Así que salió del edificio, y entonces se dio cuenta de que le había dado a Lyle el coche, y de que no tenía cómo volver a casa. El BMW ya no estaba, ni la furgoneta de reparto tampoco. Había una caminata de catorce kilómetros hasta casa de su tía, así que tendría que llamar y pedir que fueran a buscarla. Marcó el número en el teléfono móvil, y cuando Bev respondió, le contó todo lo que había pasado.

– Tenemos galletas en el horno -dijo su tía-. Espéranos un cuarto de hora, y enseguida estaremos allí. Dile a Mac que estoy muy contenta por él.

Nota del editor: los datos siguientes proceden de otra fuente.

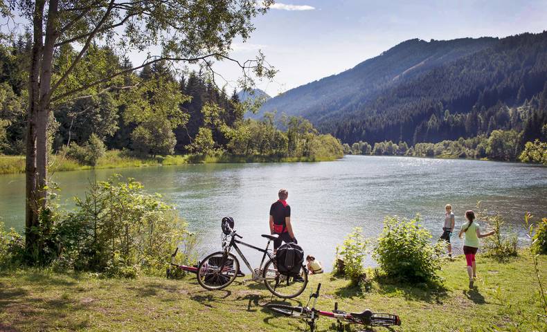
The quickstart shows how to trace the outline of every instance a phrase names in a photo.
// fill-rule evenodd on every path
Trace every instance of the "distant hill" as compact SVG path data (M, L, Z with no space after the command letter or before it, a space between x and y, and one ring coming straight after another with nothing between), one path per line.
M547 32L411 39L276 96L255 116L276 110L301 116L345 142L436 142L522 129L532 113L543 112L539 100L546 80ZM525 102L518 116L510 114Z
M237 93L237 97L239 97L241 102L245 102L249 99L253 102L258 98L260 98L264 102L271 98L267 93L260 89L255 89L251 92L242 90Z

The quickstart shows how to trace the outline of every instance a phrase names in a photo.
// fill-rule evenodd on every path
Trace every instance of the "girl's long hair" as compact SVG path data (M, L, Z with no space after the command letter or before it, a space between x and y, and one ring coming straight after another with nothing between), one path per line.
M474 212L472 210L468 210L465 212L465 217L469 221L469 224L465 228L465 230L464 232L467 232L467 230L469 229L469 226L471 226L471 224L473 223L473 221L475 220L475 212Z

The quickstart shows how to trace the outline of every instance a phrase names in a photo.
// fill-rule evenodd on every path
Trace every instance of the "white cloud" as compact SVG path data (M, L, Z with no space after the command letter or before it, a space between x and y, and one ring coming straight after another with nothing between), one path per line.
M233 43L232 44L232 50L234 52L247 52L267 48L267 45L262 44L252 43Z
M287 5L278 2L270 6L270 8L280 9L281 10L313 10L315 9L315 7L307 5Z

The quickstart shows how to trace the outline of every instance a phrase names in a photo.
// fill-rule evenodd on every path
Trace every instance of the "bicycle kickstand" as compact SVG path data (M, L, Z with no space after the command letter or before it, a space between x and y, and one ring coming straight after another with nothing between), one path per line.
M306 323L310 326L310 332L314 332L315 331L315 317L311 320L306 320Z
M343 325L342 324L342 322L341 322L340 320L337 320L337 331L343 332Z

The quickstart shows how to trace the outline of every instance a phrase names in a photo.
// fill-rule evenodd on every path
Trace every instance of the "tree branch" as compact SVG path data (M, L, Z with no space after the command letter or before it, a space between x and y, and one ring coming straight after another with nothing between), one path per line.
M112 2L114 2L114 1L112 1ZM112 8L110 8L110 9L111 10ZM132 17L134 16L137 15L138 14L138 13L136 12L134 14L129 15L126 16L123 19L120 21L119 22L118 22L118 23L116 23L115 24L111 24L109 26L105 26L102 29L99 30L97 32L93 33L92 31L92 32L88 33L83 33L83 34L79 35L78 35L76 37L73 37L71 38L70 39L66 39L66 40L64 40L62 42L60 42L55 44L55 47L59 47L59 46L61 46L62 45L66 45L67 44L73 43L75 42L78 42L80 39L82 39L84 38L89 37L91 35L93 35L93 36L95 37L95 35L97 33L104 33L105 31L108 31L109 30L114 29L114 28L117 28L117 27L118 27L120 26L123 26L125 23L125 21L127 21L127 19L129 19L129 18L131 18L131 17Z
M156 59L154 59L153 60L147 61L147 60L150 59L150 58L148 58L148 59L147 59L147 60L145 60L145 62L143 62L143 64L141 64L141 66L118 71L118 73L114 73L114 74L112 74L112 75L111 75L109 76L107 76L107 77L106 77L105 78L102 78L101 80L98 80L95 81L95 82L93 82L92 83L89 83L88 84L82 86L80 86L79 88L75 89L73 90L71 90L69 91L67 91L67 92L66 92L64 93L62 93L62 94L61 94L60 95L57 95L57 96L52 98L51 101L52 102L55 102L55 101L62 100L62 99L65 98L66 98L66 97L68 97L68 96L69 96L69 95L71 95L72 94L77 93L80 92L80 91L83 91L87 90L87 89L89 89L89 88L92 88L92 87L93 87L93 86L95 86L96 85L98 85L98 84L100 84L101 83L104 83L105 82L108 82L108 81L109 81L110 80L111 80L111 79L113 79L114 77L120 76L120 75L123 75L123 74L126 74L127 73L133 72L134 71L141 69L141 68L145 67L145 66L153 64L154 64L156 62L160 62L160 61L167 60L167 61L183 61L183 62L195 62L197 61L204 60L204 59L208 59L208 58L210 58L210 57L222 57L223 59L232 61L232 62L235 62L236 64L237 64L237 65L240 66L240 68L241 68L244 71L245 69L248 69L248 68L255 68L255 66L245 66L244 64L242 64L241 62L240 62L238 60L236 60L235 59L232 59L232 58L231 58L231 57L228 57L226 55L224 55L220 54L220 53L210 53L210 54L208 54L206 55L203 55L203 56L201 56L201 57L192 57L192 58L157 57ZM251 62L256 62L256 60L247 60L245 62L244 62L244 64L249 63L249 61Z
M70 67L69 67L69 68L66 69L66 71L64 72L63 75L61 76L61 78L60 78L53 85L53 86L51 86L51 89L49 91L49 96L51 96L53 91L55 91L55 90L57 89L57 88L58 88L59 86L61 84L61 83L62 83L63 81L64 81L66 79L66 77L69 77L70 73L72 73L72 71L73 71L74 68L75 68L76 65L80 62L80 60L82 59L82 57L84 56L84 53L85 53L85 52L87 50L87 48L89 48L89 45L91 45L91 40L93 40L93 38L97 34L101 26L102 26L102 24L106 21L108 17L110 15L110 12L112 10L112 6L114 5L114 0L111 0L106 12L105 12L105 15L100 19L99 23L97 24L97 26L95 27L95 28L93 30L91 33L89 35L89 37L87 37L87 40L86 40L85 45L84 45L84 47L82 48L82 50L80 51L80 53L78 53L78 56L72 62Z

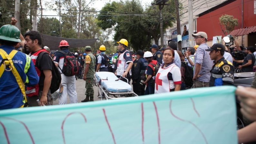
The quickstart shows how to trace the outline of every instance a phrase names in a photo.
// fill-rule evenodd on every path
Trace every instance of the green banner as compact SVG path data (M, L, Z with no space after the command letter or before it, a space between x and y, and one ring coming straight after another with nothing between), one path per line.
M237 143L235 90L1 110L0 143Z

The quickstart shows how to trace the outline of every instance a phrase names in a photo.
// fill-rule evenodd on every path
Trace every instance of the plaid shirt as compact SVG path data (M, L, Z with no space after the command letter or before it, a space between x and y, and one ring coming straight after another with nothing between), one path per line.
M205 82L209 82L210 81L210 71L213 64L213 61L211 59L210 55L209 54L210 52L207 52L205 50L209 48L210 47L206 43L200 44L197 48L194 58L195 66L196 66L196 63L198 63L202 66L201 70L198 74L202 74L202 76L197 78L197 80ZM196 69L196 67L195 67L194 70L194 75Z

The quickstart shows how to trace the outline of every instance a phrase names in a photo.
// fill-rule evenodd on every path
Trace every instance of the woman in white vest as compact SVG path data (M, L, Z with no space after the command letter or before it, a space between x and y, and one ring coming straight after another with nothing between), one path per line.
M181 84L181 71L173 62L174 51L167 48L163 51L163 60L156 74L155 93L180 91Z

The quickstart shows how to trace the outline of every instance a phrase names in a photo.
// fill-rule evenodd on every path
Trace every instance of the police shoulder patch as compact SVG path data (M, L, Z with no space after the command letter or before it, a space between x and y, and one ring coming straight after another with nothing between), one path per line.
M228 65L225 65L222 67L222 68L225 72L228 72L230 70L230 66Z

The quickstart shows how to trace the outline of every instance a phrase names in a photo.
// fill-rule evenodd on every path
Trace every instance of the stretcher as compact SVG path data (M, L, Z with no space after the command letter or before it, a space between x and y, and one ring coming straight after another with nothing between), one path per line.
M98 87L102 100L104 97L108 100L138 96L125 78L119 78L113 72L96 72L94 77L94 85ZM127 82L122 81L122 79Z

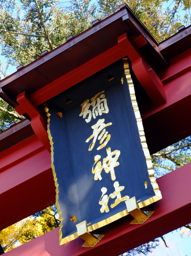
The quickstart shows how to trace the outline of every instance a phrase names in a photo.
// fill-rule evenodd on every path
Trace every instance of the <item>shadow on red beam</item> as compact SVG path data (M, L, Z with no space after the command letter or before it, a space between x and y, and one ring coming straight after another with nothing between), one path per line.
M82 247L78 238L59 245L59 228L7 253L7 256L116 256L191 222L191 163L159 179L163 198L146 207L154 214L144 224L124 217L93 233L105 236L94 247Z
M35 135L0 154L0 230L55 202L50 153Z

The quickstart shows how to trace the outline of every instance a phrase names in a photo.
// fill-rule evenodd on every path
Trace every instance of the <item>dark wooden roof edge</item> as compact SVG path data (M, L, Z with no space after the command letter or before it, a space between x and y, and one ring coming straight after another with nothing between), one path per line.
M17 71L0 81L0 88L3 88L5 85L10 82L10 81L17 78L18 77L23 75L23 74L30 72L33 69L36 68L44 62L51 60L53 58L59 55L61 53L73 47L75 45L78 44L81 41L87 38L90 35L93 34L97 34L99 31L104 27L112 24L116 19L121 18L126 14L127 14L128 16L126 19L125 18L125 23L128 24L131 29L133 30L133 32L134 34L136 35L143 34L146 39L149 39L150 41L152 41L153 46L153 43L157 45L158 45L158 41L133 13L130 8L126 4L124 4L120 7L120 11L100 22L97 23L96 25L92 26L79 35L74 37L71 36L71 38L69 38L64 44L48 53L46 52L45 54L42 55L41 57L39 59L34 60L25 67L23 67L22 66L20 68L18 68ZM108 31L108 33L109 33L109 31Z
M159 43L159 50L166 59L175 57L190 47L191 25L182 27L177 33Z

Jill no tenía intención de hablar con Mac, así que Bev tendría que darle el mensaje antes de hacer las maletas y marcharse a Las Vegas.

Jill se quedó en la parte de arriba de la escalinata del tribunal. No pasó mucho tiempo hasta que la gente comenzó a salir. Todos tomaron sus coches y se marcharon. Supuso que podría haberle pedido a cualquiera que la llevara a casa, pero no estaba de humor para conversar.

¿Y qué iba a hacer? Si no continuaba enfadada con Mac por ser un idiota, iba a tener que sentirse fatal porque él no estuviera dispuesto a luchar por ella. ¿Cómo podía estar tan enamorada de un hombre que a su vez estaba tan dispuesto a dejarla marchar?

Le ardían los ojos. Parpadeó varias veces, porque no quería llorar por él de ningún modo. No valía la pena. Oh, sí valía la pena, y ella lo quería, ¿por qué él no se daba cuenta?

Sintió que alguien se acercaba y volvió la cabeza para que, fuera quien fuera, no notara que tenía lágrimas en los ojos. Y entonces, antes de que se diera cuenta de lo que pasaba, Mac le había puesto un par de esposas en las muñecas. Ella las miró, y después lo miró a él.

– ¿Qué te crees que estás haciendo? -le preguntó, furiosa.

– Atraer tu atención.

– Esto no tiene gracia.

– Lo sé -dijo él, y se sentó a su lado, mirando al horizonte-. Me encanta estar aquí, Jill. Los Lobos siempre ha sido mi hogar. Quiero presentarme a las elecciones el próximo noviembre y quiero trabajar aquí durante los próximos treinta años.

– Me alegro de saber que tienes el futuro tan bien planificado. Y ahora, quítame las esposas.

– No creo. Mira, he estado intentando averiguar por qué te enfadaste tanto conmigo ayer, y creo que sé lo que ocurrió.

– Vaya, voy a tener que marcar el día de hoy en el calendario.